Erin Fehskens (Department of English) has won a Towson Diversity Faculty Fellowship for 2015-2016. Her proposal, “Testimonial Reading and the Risks of Empathy in Contemporary Global Literature and the Classroom,” was judged as one of the best of the twenty-five applications. She will be one of seven fellows next year at Towson.
Lena Ampadu’s (Department of English) article, “Black Women in a Space of Their Own,” appears in the March number of The Faculty Voice.

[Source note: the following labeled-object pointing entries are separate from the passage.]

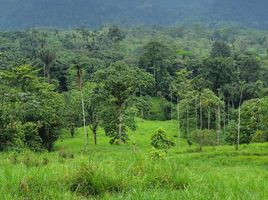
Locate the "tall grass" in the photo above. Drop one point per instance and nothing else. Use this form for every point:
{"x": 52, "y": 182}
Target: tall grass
{"x": 128, "y": 172}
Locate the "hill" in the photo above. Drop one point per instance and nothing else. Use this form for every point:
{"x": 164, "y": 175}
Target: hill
{"x": 17, "y": 14}
{"x": 127, "y": 172}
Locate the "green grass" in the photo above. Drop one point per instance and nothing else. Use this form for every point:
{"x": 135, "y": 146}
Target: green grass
{"x": 127, "y": 172}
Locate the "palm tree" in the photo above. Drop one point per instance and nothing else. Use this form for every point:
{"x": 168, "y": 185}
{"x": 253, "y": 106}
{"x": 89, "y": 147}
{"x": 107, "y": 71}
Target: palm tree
{"x": 47, "y": 57}
{"x": 78, "y": 66}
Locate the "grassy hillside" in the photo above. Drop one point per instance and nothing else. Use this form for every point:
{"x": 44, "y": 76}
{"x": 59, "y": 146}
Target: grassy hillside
{"x": 127, "y": 172}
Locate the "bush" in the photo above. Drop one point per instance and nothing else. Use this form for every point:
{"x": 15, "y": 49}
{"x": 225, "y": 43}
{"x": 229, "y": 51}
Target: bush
{"x": 205, "y": 137}
{"x": 160, "y": 140}
{"x": 259, "y": 137}
{"x": 91, "y": 181}
{"x": 157, "y": 154}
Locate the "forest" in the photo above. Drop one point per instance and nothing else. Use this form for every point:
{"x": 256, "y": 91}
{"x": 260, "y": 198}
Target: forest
{"x": 68, "y": 14}
{"x": 141, "y": 112}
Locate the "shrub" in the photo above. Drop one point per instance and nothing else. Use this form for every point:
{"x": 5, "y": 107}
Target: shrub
{"x": 205, "y": 137}
{"x": 91, "y": 181}
{"x": 259, "y": 137}
{"x": 160, "y": 140}
{"x": 157, "y": 154}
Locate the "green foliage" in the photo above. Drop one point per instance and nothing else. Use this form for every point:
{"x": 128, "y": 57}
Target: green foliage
{"x": 259, "y": 137}
{"x": 92, "y": 182}
{"x": 160, "y": 140}
{"x": 31, "y": 112}
{"x": 157, "y": 154}
{"x": 204, "y": 137}
{"x": 220, "y": 49}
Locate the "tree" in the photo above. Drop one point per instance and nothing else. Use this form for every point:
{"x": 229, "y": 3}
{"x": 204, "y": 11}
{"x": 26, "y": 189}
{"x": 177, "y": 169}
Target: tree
{"x": 182, "y": 86}
{"x": 121, "y": 83}
{"x": 31, "y": 112}
{"x": 47, "y": 57}
{"x": 220, "y": 49}
{"x": 78, "y": 65}
{"x": 156, "y": 59}
{"x": 95, "y": 100}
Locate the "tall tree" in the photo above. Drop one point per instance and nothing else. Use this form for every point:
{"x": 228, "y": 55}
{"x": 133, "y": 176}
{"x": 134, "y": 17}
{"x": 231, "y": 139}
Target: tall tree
{"x": 121, "y": 82}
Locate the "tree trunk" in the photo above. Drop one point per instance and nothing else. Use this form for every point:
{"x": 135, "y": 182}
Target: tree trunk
{"x": 44, "y": 71}
{"x": 201, "y": 112}
{"x": 188, "y": 125}
{"x": 228, "y": 112}
{"x": 84, "y": 119}
{"x": 120, "y": 122}
{"x": 171, "y": 104}
{"x": 208, "y": 119}
{"x": 196, "y": 113}
{"x": 219, "y": 124}
{"x": 239, "y": 119}
{"x": 178, "y": 123}
{"x": 95, "y": 135}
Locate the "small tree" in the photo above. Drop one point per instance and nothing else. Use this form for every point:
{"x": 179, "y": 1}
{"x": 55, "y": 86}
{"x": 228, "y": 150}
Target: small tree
{"x": 160, "y": 140}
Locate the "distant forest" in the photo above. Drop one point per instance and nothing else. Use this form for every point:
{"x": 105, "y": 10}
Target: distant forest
{"x": 23, "y": 14}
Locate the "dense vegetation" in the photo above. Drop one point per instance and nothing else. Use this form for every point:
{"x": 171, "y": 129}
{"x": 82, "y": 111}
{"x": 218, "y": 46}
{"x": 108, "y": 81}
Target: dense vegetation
{"x": 16, "y": 14}
{"x": 95, "y": 107}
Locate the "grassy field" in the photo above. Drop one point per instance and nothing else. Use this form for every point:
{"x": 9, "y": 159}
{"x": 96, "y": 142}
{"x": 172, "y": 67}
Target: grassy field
{"x": 127, "y": 172}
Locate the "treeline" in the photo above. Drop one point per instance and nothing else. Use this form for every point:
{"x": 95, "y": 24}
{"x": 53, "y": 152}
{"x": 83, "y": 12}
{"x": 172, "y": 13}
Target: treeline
{"x": 19, "y": 14}
{"x": 213, "y": 82}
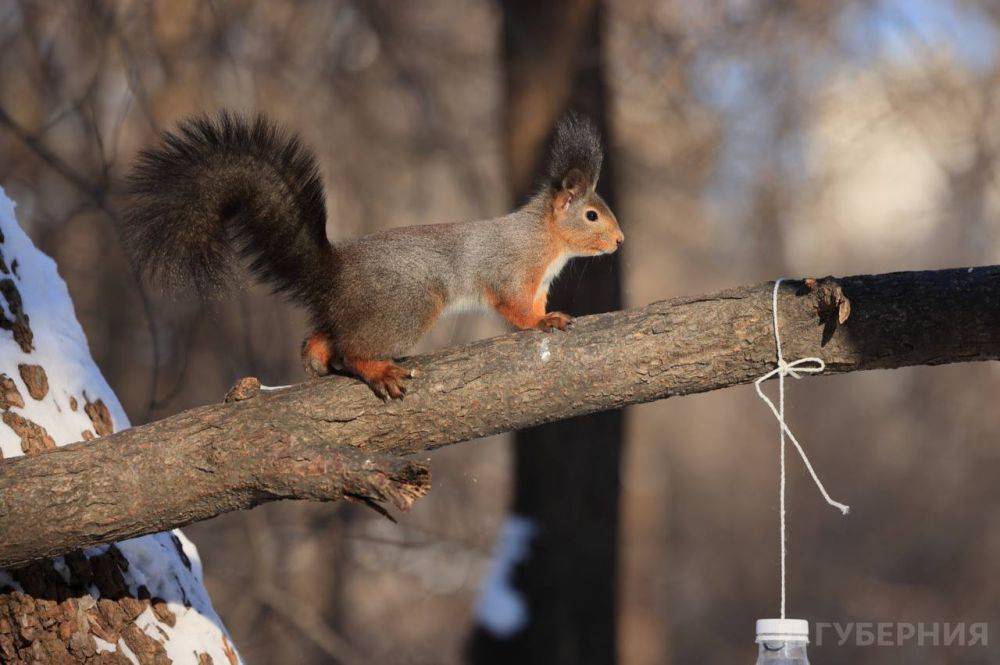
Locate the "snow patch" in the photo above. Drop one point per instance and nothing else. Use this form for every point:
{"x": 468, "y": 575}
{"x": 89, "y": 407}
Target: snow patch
{"x": 167, "y": 564}
{"x": 501, "y": 608}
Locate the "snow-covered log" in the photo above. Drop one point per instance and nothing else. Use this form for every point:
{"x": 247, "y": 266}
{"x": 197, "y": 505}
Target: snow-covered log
{"x": 134, "y": 601}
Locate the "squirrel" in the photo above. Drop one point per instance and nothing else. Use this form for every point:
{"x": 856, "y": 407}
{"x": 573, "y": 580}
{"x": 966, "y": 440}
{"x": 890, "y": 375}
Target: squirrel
{"x": 230, "y": 186}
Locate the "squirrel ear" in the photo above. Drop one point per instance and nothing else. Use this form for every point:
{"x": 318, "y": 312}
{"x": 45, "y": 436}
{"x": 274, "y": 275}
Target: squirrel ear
{"x": 573, "y": 186}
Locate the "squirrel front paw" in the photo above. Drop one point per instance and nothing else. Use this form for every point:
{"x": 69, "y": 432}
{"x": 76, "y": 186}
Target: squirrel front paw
{"x": 554, "y": 321}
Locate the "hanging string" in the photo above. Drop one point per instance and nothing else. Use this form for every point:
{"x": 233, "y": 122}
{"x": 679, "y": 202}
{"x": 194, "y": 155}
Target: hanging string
{"x": 794, "y": 369}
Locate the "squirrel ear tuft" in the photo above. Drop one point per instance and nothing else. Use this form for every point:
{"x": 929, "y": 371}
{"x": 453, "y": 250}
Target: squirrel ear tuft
{"x": 575, "y": 155}
{"x": 575, "y": 183}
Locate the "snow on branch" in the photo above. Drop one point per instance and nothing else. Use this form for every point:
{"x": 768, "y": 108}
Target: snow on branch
{"x": 332, "y": 439}
{"x": 142, "y": 600}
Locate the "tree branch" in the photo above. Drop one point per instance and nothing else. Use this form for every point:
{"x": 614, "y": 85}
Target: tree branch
{"x": 332, "y": 439}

David Bergman’s (Department of English) poem of 1991, “The Care and Treatment of Pain,” was reprinted in A&U: Art & Understanding: Literature from the First Twenty Years of A&U (Black Lawrence Press).
Erin Fehskens (Department of English) had an article, “Elvis Has Left the Country: Maronage in Chris Abani’s ‘Graceland’,” in College Literature in January. In March she co-chaired a seminar at ACLA in Seattle titled “Speculative Fiction of the Global South” and presented a paper, “Caves Full of Computers: Techno-Sorcery and the Green World in Nnedi Okarafor’s ‘Who Fears Death?’”
Millie Landrum-Hesser (Department of English) and her husband, James Hesser, displayed poems and wooden icons at a juried show, “Word Art Exhibition,” at the Towson Arts Collective, April 4-24. On April 11, Millie read three of her poems at the reception for the event.
Jennifer Mott-Smith (Department of English) presented a paper at the TESOL International Conference in Toronto, March 25-28. Its title was “Building Bridges across Fields: A Critical Look at Nursing Education.”
Mycala Worley (Department of Occupational Therapy & Occupational Science) was inducted into the Phi Kappa Phi Honor Society and her charcoal drawing was published in Grub Street.